Le jeune homme d’alors ne maîtrise pas plus de trois accords. Mais il s’évertue à reprendre des tubes qui marquent son enfance, dans un Cameroun fraîchement libéré de la colonisation française et britannique : Ottis Redding, les Rolling Stones, Eric Clapton, Wilson Pickett, Fela Kuti, Johnny Hallyday et un peu Claude François…

Très jeune, un virtuose
Quand il forme son premier groupe, les Black Tigers, en 1967, le jeune guitariste est déjà un virtuose. De premiers titres enregistrés dans les studios de Radio Cameroun, de premiers grands spectacles à Douala, la capitale économique, un premier tube en 1972 : Po tak Si nan (littéralement, « laissez Dieu tranquille ! », dans sa langue bandjoun de l’ouest du Cameroun). Le 45 Tours, arrangé par Manu Dibango, est vendu à 80 000 exemplaires.
Po tak Si nan est un mélange de soul, de jazz et de rythm n’blues mâtiné de sonorités traditionnelles camerounaises comme le makossa et le bikutsi. Un genre éclectique que l’artiste dénomme « tchamassi » et qui va le révéler à la scène continentale et internationale.
André-Marie Tala est une icône dont se sont inspirées de nombreuses générations de chanteurs africains : le prodigieux Sam Fan Thomas, autre légende vivante de la musique camerounaise – lui-même découvreur de talents, qui faisait déjà partie du groupe Black Tigers, et qui l’accompagne sur la scène de l’Olympia, ce 17 mai -, les Ivoiriens Magic System et le groupe antillais Kassav. Le mythique guitariste Jacob Desvarieux affirme ainsi : « Il y a des schémas de guitare makossa dans le zouk. »
En choisissant la scène de l’Olympia pour son jubilé musical, André-Marie Tala avait un objectif. « Je veux marquer un nouveau départ et œuvrer à sortir la musique camerounaise du ghetto dans lequel il s’est englué depuis plusieurs années », déclare le chanteur d’une voix posée mais déterminée.

Plagié par James Brown
L’artiste refuse de s’appesantir sur ses succès passés. Je vais à Yaoundé, en 1972, une chanson dans laquelle il dépeint dans une belle poésie les drames de l’exode rural, Nomtema, Sikati, ou encore Bend Skin, qui permit aux Camerounais, au tout début des années 1990, de se réapproprier le genre musical du même nom resté longtemps cantonné aux hautes montagnes herbeuses de l’ouest du Cameroun… « Mon but, avec Bend Skin, était de créer l’harmonie et de renforcer l’unité nationale qui était un peu malmenée à cette époque », explique André-Marie Tala.
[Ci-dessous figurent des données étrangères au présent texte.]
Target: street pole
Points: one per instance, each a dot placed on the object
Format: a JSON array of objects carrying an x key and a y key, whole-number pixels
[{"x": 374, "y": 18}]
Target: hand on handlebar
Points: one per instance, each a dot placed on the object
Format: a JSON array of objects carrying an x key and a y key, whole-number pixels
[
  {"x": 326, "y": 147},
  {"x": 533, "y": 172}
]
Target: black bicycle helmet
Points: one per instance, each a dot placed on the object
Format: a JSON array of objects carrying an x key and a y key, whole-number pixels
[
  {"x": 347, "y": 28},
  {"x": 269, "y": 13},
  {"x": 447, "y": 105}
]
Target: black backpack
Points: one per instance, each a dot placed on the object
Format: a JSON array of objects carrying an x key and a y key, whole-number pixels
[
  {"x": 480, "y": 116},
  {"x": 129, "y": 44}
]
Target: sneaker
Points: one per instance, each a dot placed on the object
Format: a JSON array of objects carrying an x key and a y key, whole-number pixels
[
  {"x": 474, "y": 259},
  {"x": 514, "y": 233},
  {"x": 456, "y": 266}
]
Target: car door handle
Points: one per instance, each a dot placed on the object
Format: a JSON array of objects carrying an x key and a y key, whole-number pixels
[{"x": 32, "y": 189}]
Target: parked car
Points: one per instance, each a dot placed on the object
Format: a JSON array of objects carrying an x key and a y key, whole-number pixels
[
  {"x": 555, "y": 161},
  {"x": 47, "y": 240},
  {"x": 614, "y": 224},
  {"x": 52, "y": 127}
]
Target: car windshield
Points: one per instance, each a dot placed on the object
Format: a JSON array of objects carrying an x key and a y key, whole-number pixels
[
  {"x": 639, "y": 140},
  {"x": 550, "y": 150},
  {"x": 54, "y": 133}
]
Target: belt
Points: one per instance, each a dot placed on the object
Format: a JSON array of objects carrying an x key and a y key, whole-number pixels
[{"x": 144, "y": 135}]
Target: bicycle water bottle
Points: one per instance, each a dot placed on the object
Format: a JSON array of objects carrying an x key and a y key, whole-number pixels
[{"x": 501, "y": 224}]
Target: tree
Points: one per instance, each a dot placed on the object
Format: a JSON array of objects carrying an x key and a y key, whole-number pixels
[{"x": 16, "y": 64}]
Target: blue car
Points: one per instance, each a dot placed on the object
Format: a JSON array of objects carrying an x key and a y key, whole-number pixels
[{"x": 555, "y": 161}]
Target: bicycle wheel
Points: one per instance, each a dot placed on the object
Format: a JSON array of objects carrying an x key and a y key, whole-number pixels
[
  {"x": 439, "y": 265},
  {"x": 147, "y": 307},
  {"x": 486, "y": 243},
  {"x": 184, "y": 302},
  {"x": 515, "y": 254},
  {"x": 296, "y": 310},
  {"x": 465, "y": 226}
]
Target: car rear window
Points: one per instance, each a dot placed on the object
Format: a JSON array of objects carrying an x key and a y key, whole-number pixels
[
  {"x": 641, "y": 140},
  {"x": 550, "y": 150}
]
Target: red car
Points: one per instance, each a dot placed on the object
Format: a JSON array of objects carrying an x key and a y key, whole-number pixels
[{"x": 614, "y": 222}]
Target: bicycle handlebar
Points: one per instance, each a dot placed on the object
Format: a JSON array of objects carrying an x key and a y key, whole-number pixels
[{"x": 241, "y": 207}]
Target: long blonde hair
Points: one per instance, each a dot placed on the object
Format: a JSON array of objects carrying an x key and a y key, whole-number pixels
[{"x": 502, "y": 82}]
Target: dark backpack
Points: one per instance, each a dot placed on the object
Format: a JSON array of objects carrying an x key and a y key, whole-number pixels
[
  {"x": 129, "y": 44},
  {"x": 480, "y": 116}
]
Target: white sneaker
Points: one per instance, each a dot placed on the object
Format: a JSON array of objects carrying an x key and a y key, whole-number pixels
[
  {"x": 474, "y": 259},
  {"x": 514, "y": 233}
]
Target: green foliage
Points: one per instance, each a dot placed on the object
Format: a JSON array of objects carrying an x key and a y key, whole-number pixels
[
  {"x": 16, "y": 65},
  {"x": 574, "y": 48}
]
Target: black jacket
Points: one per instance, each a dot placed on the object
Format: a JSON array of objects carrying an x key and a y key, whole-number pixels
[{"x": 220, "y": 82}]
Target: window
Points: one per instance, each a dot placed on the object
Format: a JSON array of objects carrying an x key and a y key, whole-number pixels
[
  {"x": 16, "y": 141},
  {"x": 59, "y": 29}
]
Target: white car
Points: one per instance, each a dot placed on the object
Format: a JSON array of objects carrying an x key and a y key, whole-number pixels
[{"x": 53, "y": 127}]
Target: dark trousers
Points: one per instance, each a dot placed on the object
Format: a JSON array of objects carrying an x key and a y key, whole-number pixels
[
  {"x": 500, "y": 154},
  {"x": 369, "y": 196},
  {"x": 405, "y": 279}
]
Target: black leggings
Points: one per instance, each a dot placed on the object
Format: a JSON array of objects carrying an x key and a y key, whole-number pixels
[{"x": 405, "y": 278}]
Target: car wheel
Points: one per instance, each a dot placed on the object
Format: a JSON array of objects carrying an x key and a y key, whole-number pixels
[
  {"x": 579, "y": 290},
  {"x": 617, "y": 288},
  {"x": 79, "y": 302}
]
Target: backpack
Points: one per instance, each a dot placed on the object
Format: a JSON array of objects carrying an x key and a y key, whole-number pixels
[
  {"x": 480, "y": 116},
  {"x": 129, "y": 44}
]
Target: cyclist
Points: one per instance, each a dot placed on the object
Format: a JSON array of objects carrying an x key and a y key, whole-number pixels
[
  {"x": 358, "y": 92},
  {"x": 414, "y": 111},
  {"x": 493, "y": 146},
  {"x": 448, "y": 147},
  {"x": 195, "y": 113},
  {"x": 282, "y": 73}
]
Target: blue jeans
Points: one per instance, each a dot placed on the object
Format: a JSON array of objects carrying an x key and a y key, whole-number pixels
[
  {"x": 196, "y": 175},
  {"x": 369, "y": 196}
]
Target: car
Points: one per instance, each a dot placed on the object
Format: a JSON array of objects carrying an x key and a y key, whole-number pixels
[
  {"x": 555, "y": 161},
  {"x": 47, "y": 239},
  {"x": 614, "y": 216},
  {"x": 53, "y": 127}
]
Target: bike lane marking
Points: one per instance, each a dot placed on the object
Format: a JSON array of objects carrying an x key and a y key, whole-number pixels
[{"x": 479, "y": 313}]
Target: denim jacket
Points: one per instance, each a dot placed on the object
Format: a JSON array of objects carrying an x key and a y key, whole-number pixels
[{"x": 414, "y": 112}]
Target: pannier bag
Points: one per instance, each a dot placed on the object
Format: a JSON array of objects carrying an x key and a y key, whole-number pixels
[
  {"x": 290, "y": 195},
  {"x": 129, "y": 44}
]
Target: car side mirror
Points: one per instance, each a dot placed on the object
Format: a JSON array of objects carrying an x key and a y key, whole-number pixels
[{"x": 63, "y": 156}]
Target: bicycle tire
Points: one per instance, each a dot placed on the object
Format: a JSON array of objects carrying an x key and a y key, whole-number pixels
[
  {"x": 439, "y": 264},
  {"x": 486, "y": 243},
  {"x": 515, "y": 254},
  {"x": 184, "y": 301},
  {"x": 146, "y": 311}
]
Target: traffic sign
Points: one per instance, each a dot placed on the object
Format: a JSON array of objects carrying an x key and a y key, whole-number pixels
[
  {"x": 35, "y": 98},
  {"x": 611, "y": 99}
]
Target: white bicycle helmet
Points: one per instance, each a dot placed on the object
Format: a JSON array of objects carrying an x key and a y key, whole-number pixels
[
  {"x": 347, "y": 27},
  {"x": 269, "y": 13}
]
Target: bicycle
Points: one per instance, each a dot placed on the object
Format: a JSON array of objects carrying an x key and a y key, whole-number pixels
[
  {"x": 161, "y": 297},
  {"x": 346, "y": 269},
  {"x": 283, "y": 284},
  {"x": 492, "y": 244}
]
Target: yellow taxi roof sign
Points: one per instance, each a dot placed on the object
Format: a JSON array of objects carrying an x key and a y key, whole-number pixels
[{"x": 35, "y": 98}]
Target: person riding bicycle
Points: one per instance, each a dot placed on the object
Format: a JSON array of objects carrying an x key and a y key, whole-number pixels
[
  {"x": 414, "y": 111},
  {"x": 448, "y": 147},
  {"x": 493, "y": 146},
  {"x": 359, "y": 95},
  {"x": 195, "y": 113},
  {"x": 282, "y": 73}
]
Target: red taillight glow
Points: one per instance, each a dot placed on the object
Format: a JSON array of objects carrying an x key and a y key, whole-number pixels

Selon lui, « un artiste a aussi une responsabilité politique ».
André-Marie Tala accepte à peine de revenir sur l’histoire de Hot Koki : un titre plagié par James Brown en octobre 1978, après un voyage du roi de la soul au Cameroun. James Brown publiera la chanson sous le titre Hustle. Un procès de quatre ans s’ensuivra, que le prince et inventeur du tchamassi va remporter.
« Au-delà de la compensation financière, c’était surtout une victoire morale. Et la reconnaissance de la richesse et du patrimoine du peuple camerounais », se souvient le chanteur.
Dès cette histoire de plagiat, André-Marie Tala devient avec Manu Dibango (lui-même plagié plus tard par Michael Jackson) le symbole de la création musicale camerounaise et une référence pour ce qui est désigné au début des années 1980 « Wold Music ».
Pour l’artiste, son album Trajectoire, paru en 2014, est un retour sur une carrière dense de plus de quatre décennies. Mais il y aborde aussi des questions d’une actualité hautement préoccupante : l’immigration, le chômage des jeunes en Afrique, la gouvernance, les systèmes de santé défaillants. Mais l’artiste se défend d’y égrener un chapelet de misères. Trajectoire est avant tout ce qu’il appelle « un chant afro-optimiste », une manière de prouver que « malgré les maux qui minent le continent, il y a de l’espoir, et des choses formidables s’y font ».